May 8 - The whole camp astir early, the opening scene being putting down tents, packing up and storing away on the wagons. Then all on the march for Batoche, 8 miles north. But wondered why we were being led off in an easterly direction. What did this mean? Following no trail we were marching east across country and led by one horseman, our Capt. Reid. Going east a distance we turned north again. We later found out the reason for us taking this circuitous route and that was: the trail would lead through a thickly wooded country where a concealed enemy could have crept up on us and created some havoc among our ranks. The one we were taking was all over open prairie land. Besides, we avoided the enemy rifle pits and hidden trenches they had along the valley of the Saskatchewan.
Made very slow progress as the General kept up a continual reconoisance [sic] during which times halts were called lasting from 10 to 20 minutes. Stopped an hour for dinner. Moved on again at 1 p.m. Once more we were on the march. The usual halts were made and became weird. During these halts everything became quiet; stillness and peace seemed to reign on all sides. Each individual seemed to be completely wrapt [sic] up in his own thoughts and when the order came "to advance", we felt as if we were suddenly awakened out of a sleepy dream. Everything bore a very strange aspect to me: the sun, the different shadows it threw; the water in the ponds, the trees with their newly budded foliage; in the distance, seemed altogether different. Nothing seemed to be quite our usual environment. Then the questions were very often asked among ourselves as to what we were going to do tonight. We must be close to the enemy.

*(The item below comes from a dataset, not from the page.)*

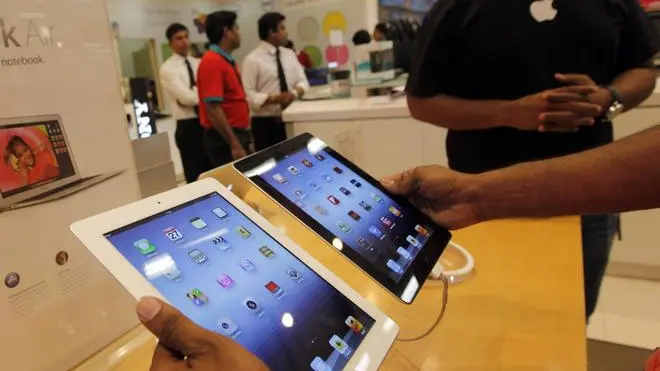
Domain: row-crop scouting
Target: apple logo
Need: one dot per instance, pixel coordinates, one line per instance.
(543, 10)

At about 5 o'clock we halted at or on a beautiful plain. Orders came that here we would bivouac for the night in our blankets with sweet heaven for a roof. The wagons were formed into a karaal [sic] or circle, tongues turned inwards. Each unit was given its limited space inside the wagon fort. A night piquet [sic] was paraded and deployed outside the wagons forming a circle guard. Then we all went for a wash in the slough (pronounced slew). The tension was broken as jokes were cracked, ribs punched. But the fun came when an English officer said the horse didn't exist that he couldn't ride. One of our scouts brought him one, a bucking young stallion that no one could ride but its owner. The officer spread-eagled over the prairie in ten seconds. To blankets. Next stop Batoche, five miles away.